This script is a web crawler that generates a sitemap for a given website URL. It captures page details such as page load time, HTTP status code, content size, and a full-page screenshot. The sitemap is saved as a JSON file.
- Captures page load time, HTTP status code, and content size.
- Takes full-page screenshots.
- Retrieves all links on each page and crawls them up to a specified depth.
- Supports headless browsing using Selenium and ChromeDriver.
- Python 3.x
- Selenium
- WebDriver Manager for Chrome
- Requests
-
Clone this repository:
git clone https://github.com/yepher/website-sitemap-generator.git cd website-sitemap-generator
-
Install the required packages:
pip install -r requirements.txt
The script can be run from the command line. You need to provide the URL of the website you want to crawl. Optionally, you can also specify the device screen width.
URL
: The website URL to crawl.screen_width
(optional): The screen width of the device (e.g., 1920 for a desktop, 375 for a mobile device).
To generate a sitemap for https://example.com
with a default screen width:
python script.py https://example.com
To generate a sitemap for https://example.com
with a specified screen width:
python script.py https://example.com 375
The sitemap will be saved as sitemap.json
in the current directory.
Device | Screen Width (px) |
---|---|
Desktop (Full HD) | 1920 |
Laptop | 1366 |
Tablet (Landscape) | 1024 |
Tablet (Portrait) | 768 |
Mobile (Large) | 414 |
Mobile (Medium) | 375 |
Mobile (Small) | 320 |
- Ensure you have Google Chrome installed on your machine, as the script uses ChromeDriver.
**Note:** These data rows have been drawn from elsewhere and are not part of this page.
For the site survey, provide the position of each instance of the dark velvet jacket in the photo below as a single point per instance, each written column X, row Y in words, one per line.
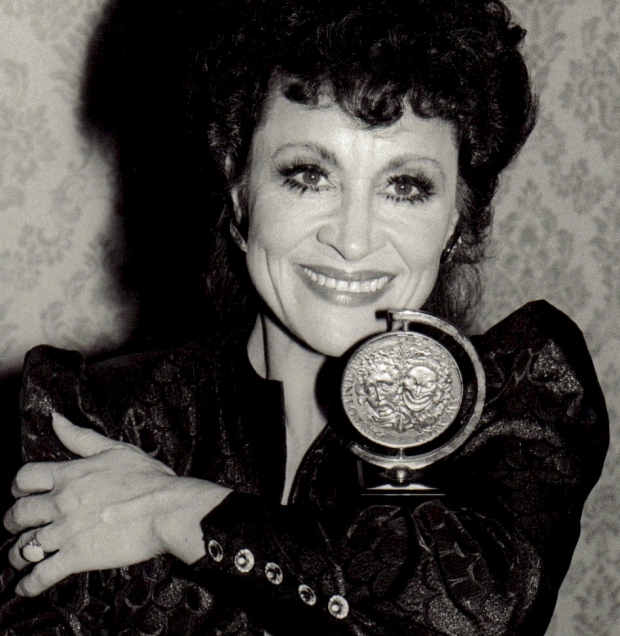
column 486, row 559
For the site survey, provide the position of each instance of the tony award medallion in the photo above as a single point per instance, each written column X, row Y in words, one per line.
column 413, row 396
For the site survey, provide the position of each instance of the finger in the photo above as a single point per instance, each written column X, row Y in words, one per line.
column 45, row 574
column 79, row 440
column 45, row 536
column 31, row 478
column 29, row 512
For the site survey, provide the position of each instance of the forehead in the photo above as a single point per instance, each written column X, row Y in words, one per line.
column 287, row 124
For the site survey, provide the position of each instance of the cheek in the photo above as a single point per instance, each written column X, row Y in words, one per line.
column 275, row 228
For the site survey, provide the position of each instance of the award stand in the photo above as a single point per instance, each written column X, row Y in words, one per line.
column 413, row 395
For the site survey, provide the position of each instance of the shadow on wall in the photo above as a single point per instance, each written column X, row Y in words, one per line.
column 141, row 99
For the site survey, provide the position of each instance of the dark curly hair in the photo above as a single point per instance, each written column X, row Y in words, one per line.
column 454, row 59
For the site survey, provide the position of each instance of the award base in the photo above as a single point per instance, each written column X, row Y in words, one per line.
column 394, row 483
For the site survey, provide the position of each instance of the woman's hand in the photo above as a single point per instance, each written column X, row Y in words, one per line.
column 115, row 507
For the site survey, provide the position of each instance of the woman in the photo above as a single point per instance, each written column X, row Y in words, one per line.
column 360, row 144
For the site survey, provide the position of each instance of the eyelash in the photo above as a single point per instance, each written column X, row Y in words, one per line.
column 424, row 186
column 288, row 171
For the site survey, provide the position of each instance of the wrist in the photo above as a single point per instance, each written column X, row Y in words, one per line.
column 178, row 526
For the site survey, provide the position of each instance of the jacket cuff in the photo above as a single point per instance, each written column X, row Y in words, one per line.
column 280, row 575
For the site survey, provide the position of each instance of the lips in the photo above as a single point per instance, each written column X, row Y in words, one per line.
column 363, row 285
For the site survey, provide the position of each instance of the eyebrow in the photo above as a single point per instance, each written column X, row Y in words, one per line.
column 401, row 162
column 322, row 152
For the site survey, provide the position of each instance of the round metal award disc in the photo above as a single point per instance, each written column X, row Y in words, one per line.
column 402, row 389
column 414, row 395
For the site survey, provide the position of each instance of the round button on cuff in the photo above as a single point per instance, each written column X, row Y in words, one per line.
column 273, row 572
column 338, row 606
column 306, row 594
column 216, row 552
column 244, row 560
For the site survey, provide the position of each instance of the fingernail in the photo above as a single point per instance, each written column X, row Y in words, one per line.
column 58, row 418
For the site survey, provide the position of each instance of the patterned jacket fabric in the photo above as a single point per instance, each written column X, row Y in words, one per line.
column 486, row 559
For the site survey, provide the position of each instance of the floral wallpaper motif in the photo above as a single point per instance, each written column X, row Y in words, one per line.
column 556, row 233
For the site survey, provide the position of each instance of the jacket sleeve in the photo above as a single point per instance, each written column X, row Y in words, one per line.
column 487, row 559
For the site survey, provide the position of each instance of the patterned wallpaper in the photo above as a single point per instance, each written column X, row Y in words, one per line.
column 557, row 227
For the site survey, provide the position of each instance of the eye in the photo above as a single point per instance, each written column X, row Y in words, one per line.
column 408, row 188
column 305, row 177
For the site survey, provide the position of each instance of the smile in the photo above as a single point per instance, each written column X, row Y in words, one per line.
column 367, row 286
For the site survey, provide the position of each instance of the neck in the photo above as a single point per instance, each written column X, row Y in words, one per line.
column 276, row 355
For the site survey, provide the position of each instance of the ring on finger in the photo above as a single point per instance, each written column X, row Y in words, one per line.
column 33, row 551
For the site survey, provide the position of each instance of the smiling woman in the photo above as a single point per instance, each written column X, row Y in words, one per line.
column 346, row 221
column 356, row 145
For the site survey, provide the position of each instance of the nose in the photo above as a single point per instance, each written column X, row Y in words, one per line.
column 350, row 228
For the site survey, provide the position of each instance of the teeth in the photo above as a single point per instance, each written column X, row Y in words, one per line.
column 351, row 287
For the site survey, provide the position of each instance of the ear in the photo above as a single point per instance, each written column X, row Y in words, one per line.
column 454, row 219
column 234, row 191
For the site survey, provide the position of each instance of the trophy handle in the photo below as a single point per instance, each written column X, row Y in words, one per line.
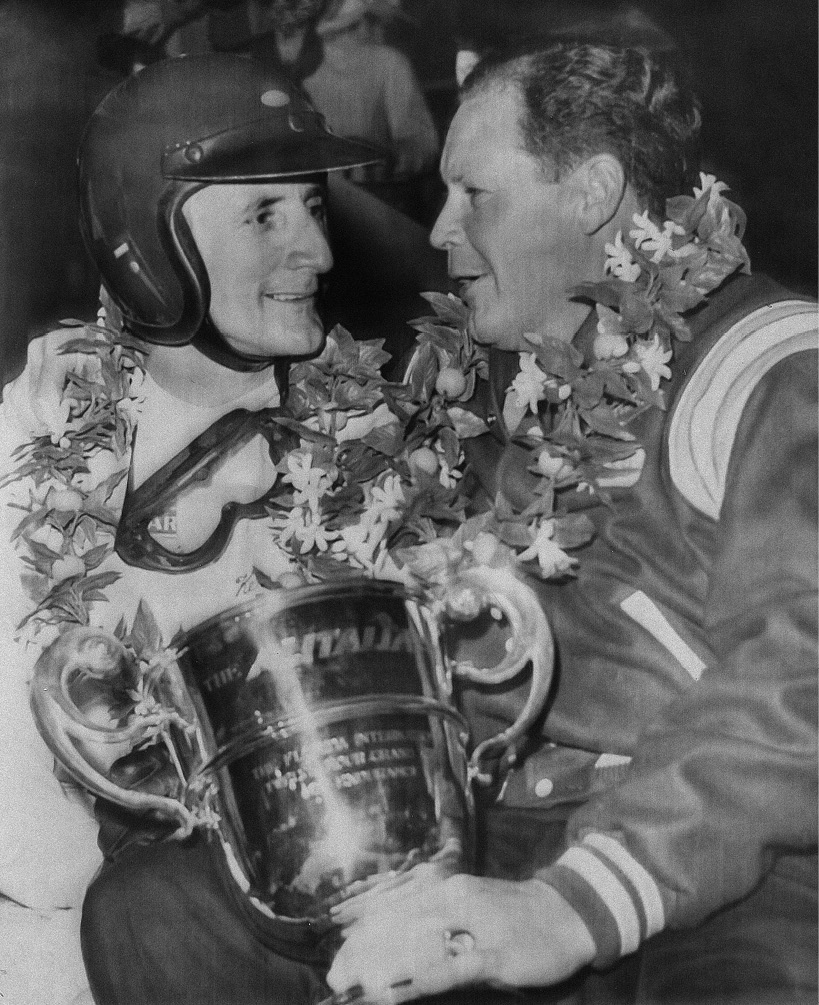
column 78, row 695
column 531, row 641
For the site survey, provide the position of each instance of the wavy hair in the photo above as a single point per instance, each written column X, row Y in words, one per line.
column 580, row 99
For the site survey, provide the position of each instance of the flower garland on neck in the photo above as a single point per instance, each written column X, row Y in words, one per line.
column 388, row 504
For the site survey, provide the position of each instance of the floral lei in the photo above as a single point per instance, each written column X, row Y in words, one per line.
column 389, row 505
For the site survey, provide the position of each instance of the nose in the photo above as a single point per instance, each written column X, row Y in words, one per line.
column 446, row 231
column 310, row 247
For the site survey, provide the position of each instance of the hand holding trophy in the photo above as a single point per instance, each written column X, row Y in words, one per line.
column 314, row 731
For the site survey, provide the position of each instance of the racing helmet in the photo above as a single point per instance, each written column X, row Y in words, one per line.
column 162, row 135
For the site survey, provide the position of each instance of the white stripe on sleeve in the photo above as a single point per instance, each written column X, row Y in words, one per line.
column 643, row 882
column 610, row 890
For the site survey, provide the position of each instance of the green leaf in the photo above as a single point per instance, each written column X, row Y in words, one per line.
column 573, row 531
column 145, row 631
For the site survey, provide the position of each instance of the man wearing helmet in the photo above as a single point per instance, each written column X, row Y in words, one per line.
column 202, row 187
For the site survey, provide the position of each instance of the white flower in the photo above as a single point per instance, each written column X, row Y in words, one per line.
column 59, row 422
column 709, row 182
column 359, row 542
column 448, row 476
column 386, row 499
column 648, row 236
column 620, row 261
column 311, row 483
column 530, row 384
column 553, row 560
column 609, row 343
column 306, row 528
column 652, row 359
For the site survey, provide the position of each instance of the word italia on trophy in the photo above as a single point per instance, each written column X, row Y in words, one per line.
column 315, row 731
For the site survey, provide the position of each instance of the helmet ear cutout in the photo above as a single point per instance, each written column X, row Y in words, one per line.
column 183, row 255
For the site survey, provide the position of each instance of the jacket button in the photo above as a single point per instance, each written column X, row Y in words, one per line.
column 544, row 788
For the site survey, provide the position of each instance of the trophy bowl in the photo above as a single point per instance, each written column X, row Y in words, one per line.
column 312, row 731
column 335, row 755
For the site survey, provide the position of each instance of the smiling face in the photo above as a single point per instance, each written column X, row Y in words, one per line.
column 512, row 231
column 264, row 246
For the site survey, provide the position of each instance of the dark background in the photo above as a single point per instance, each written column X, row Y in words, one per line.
column 754, row 65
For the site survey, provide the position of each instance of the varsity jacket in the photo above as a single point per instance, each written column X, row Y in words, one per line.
column 683, row 719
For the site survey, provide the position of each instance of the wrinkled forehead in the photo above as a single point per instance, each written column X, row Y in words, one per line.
column 215, row 208
column 484, row 133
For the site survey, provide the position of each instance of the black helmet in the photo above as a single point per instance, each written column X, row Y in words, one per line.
column 158, row 138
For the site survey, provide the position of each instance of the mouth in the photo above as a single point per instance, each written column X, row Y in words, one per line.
column 466, row 281
column 290, row 297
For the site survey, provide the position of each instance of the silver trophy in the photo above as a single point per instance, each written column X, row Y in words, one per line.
column 314, row 731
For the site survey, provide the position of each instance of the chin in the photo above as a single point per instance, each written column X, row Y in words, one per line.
column 497, row 334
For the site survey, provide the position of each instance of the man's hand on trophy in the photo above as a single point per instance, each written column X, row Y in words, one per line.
column 374, row 893
column 417, row 941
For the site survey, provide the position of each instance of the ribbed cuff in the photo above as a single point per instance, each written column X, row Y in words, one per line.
column 616, row 897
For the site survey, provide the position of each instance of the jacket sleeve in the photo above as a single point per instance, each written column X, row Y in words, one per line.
column 726, row 780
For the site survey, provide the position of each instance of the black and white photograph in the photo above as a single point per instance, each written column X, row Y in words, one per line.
column 408, row 503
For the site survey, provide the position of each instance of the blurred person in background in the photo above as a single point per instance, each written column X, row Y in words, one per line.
column 334, row 50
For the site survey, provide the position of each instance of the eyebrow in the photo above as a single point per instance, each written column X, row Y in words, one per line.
column 265, row 201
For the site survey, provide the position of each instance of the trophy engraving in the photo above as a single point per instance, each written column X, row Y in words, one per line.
column 314, row 731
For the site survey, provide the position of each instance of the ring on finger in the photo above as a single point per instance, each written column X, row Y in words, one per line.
column 456, row 942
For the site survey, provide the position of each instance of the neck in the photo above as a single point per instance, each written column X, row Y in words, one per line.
column 184, row 373
column 289, row 44
column 591, row 265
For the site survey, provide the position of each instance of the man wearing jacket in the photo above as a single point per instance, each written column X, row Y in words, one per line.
column 680, row 744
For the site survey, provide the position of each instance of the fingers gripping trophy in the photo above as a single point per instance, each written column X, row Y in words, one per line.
column 313, row 729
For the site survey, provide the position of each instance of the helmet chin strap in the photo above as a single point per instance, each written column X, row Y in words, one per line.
column 209, row 342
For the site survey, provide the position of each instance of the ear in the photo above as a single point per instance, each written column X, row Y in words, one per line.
column 600, row 184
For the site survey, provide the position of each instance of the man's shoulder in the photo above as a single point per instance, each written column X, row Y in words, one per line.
column 762, row 329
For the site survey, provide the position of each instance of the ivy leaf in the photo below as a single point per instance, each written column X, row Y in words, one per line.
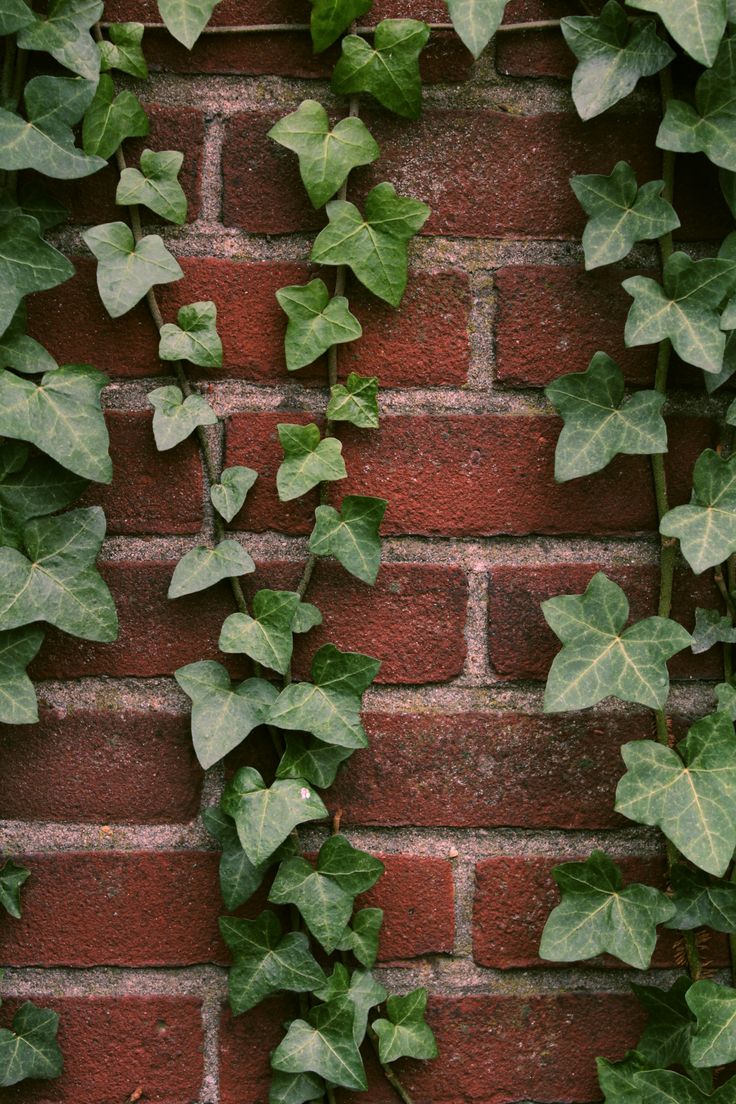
column 316, row 322
column 265, row 815
column 127, row 271
column 599, row 658
column 230, row 494
column 195, row 339
column 202, row 568
column 330, row 709
column 599, row 422
column 308, row 460
column 598, row 915
column 388, row 70
column 222, row 714
column 176, row 417
column 30, row 1050
column 612, row 54
column 62, row 416
column 155, row 184
column 351, row 535
column 355, row 401
column 689, row 792
column 405, row 1033
column 110, row 119
column 620, row 214
column 375, row 246
column 326, row 157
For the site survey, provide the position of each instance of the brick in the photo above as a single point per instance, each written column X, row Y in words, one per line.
column 113, row 1047
column 106, row 765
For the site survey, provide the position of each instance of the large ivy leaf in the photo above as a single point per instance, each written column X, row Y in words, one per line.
column 599, row 657
column 620, row 213
column 222, row 714
column 127, row 271
column 599, row 422
column 316, row 322
column 599, row 915
column 612, row 55
column 388, row 70
column 375, row 246
column 689, row 792
column 326, row 157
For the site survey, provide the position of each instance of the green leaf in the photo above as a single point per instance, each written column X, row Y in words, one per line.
column 230, row 494
column 222, row 714
column 30, row 1050
column 599, row 422
column 599, row 658
column 388, row 70
column 265, row 815
column 308, row 460
column 405, row 1033
column 697, row 25
column 620, row 214
column 316, row 322
column 110, row 119
column 689, row 792
column 127, row 271
column 612, row 55
column 597, row 915
column 375, row 246
column 355, row 401
column 176, row 417
column 326, row 157
column 195, row 339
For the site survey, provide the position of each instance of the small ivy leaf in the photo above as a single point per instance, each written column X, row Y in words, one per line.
column 697, row 25
column 597, row 915
column 265, row 815
column 316, row 322
column 222, row 714
column 355, row 401
column 124, row 51
column 230, row 494
column 326, row 157
column 689, row 792
column 375, row 246
column 330, row 709
column 388, row 70
column 11, row 879
column 612, row 55
column 30, row 1050
column 195, row 338
column 308, row 460
column 323, row 1043
column 405, row 1033
column 599, row 658
column 599, row 422
column 620, row 214
column 127, row 271
column 110, row 119
column 62, row 416
column 202, row 568
column 706, row 528
column 330, row 18
column 176, row 417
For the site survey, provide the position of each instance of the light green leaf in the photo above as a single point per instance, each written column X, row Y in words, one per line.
column 326, row 157
column 375, row 246
column 688, row 792
column 600, row 423
column 599, row 657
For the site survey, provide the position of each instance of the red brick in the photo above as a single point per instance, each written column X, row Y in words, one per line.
column 114, row 1046
column 109, row 765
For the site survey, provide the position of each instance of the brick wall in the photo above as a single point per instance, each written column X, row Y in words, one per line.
column 467, row 792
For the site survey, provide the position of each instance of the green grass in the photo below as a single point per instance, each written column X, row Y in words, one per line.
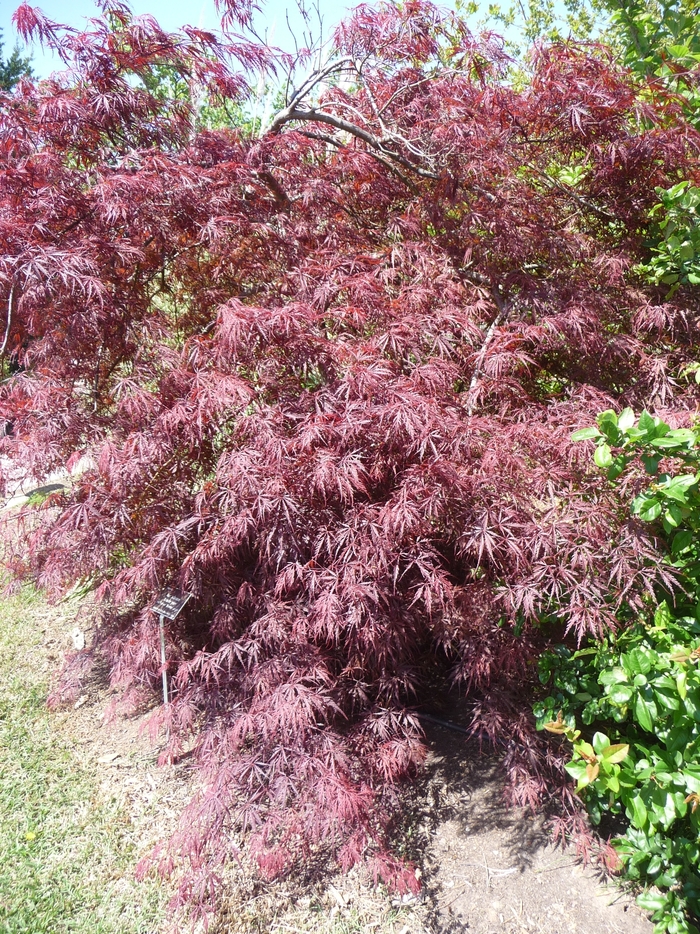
column 66, row 852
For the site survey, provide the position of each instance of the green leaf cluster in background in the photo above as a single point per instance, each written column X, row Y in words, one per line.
column 675, row 249
column 630, row 703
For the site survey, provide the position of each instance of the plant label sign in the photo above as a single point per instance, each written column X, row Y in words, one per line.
column 170, row 603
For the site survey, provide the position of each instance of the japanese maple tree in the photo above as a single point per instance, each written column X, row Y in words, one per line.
column 323, row 379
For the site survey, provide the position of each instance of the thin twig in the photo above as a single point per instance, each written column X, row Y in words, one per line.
column 503, row 311
column 9, row 319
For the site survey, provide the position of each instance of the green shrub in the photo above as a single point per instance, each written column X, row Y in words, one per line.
column 635, row 694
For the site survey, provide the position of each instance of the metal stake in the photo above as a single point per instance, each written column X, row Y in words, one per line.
column 162, row 658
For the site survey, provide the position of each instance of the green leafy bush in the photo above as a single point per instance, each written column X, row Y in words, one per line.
column 675, row 259
column 636, row 693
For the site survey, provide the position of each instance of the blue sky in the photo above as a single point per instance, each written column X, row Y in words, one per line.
column 171, row 14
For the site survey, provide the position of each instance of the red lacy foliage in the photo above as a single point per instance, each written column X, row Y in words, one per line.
column 326, row 383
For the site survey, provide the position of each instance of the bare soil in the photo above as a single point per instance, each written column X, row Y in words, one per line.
column 485, row 869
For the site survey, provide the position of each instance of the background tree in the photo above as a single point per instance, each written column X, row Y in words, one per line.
column 324, row 380
column 14, row 68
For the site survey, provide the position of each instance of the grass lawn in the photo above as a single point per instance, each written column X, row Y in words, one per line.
column 66, row 851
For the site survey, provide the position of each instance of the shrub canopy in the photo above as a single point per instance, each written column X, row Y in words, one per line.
column 323, row 377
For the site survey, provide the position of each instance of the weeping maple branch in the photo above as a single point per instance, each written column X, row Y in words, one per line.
column 501, row 316
column 10, row 302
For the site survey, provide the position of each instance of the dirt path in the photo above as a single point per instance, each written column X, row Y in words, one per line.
column 486, row 870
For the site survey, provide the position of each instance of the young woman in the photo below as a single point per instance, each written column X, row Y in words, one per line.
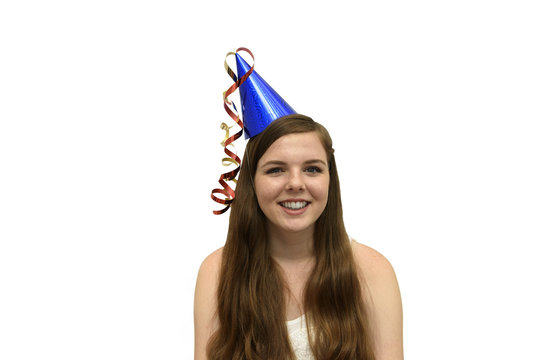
column 289, row 282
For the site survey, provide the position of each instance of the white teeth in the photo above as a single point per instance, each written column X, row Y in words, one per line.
column 294, row 205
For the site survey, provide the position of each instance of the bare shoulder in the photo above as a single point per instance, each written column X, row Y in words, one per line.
column 206, row 321
column 383, row 300
column 373, row 265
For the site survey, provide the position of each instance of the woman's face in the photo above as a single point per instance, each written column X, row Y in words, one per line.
column 292, row 182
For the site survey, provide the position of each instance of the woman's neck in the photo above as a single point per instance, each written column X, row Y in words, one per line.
column 291, row 247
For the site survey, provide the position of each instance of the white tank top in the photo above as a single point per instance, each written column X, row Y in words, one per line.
column 297, row 332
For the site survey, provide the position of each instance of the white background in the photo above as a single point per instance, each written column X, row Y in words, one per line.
column 109, row 148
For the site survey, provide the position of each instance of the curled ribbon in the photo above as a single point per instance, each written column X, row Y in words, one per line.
column 232, row 158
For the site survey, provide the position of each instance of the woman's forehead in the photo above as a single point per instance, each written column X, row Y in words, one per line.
column 296, row 146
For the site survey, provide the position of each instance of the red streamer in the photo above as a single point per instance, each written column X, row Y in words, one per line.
column 230, row 109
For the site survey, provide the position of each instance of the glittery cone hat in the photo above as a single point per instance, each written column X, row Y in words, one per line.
column 260, row 106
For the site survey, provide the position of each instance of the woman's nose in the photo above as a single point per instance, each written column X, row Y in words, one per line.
column 295, row 181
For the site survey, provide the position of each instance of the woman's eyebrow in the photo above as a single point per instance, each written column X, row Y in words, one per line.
column 281, row 163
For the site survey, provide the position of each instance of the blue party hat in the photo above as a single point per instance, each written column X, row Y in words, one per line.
column 260, row 104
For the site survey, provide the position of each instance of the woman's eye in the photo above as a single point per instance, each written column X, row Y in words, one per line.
column 273, row 171
column 313, row 169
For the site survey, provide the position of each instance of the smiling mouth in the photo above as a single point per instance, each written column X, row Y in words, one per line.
column 294, row 205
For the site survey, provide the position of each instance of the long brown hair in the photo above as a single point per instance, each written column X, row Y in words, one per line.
column 251, row 292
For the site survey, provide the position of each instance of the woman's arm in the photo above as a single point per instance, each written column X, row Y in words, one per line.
column 383, row 301
column 206, row 321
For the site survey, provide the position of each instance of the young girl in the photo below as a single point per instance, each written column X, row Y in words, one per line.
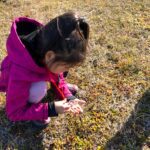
column 39, row 54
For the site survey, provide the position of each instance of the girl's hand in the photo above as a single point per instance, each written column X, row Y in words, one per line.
column 61, row 106
column 76, row 106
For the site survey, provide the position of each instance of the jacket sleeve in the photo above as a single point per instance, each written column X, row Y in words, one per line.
column 17, row 106
column 63, row 86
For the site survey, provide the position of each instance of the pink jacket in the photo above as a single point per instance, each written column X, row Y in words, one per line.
column 18, row 71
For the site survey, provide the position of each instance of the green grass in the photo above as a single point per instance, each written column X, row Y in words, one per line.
column 115, row 79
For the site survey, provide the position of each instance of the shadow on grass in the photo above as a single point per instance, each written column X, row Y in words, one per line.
column 21, row 135
column 136, row 131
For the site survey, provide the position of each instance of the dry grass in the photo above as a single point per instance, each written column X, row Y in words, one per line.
column 115, row 79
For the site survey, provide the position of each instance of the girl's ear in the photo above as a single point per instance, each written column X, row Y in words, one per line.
column 49, row 57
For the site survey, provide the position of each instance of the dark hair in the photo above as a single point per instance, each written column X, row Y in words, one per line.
column 66, row 35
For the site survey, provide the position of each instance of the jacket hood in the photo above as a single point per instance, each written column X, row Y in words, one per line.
column 17, row 51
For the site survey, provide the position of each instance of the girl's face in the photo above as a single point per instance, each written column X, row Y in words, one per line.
column 58, row 67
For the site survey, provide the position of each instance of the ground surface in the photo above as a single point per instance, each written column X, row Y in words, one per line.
column 114, row 80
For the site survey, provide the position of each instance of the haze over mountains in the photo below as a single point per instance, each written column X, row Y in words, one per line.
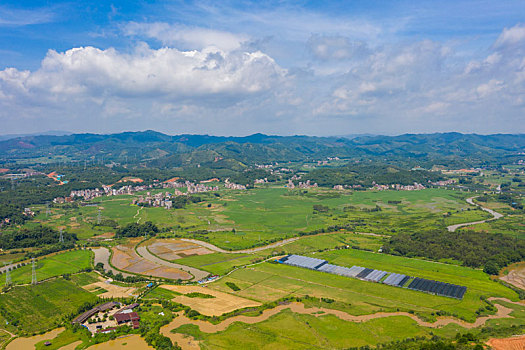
column 163, row 150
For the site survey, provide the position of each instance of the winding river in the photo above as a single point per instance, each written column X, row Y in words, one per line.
column 495, row 215
column 188, row 343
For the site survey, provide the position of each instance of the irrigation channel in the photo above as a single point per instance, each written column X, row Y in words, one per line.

- The script is set to run in headless mode by default.
- The maximum crawl depth is set to 2 by default. You can modify this value in the
create_sitemap
function if needed.
This project is licensed under the MIT License.
If you find any issues or have suggestions for improvements, feel free to open an issue or submit a pull request.
This README provides an overview of the script, how to set it up, and how to use it, including a table of typical screen sizes for different devices.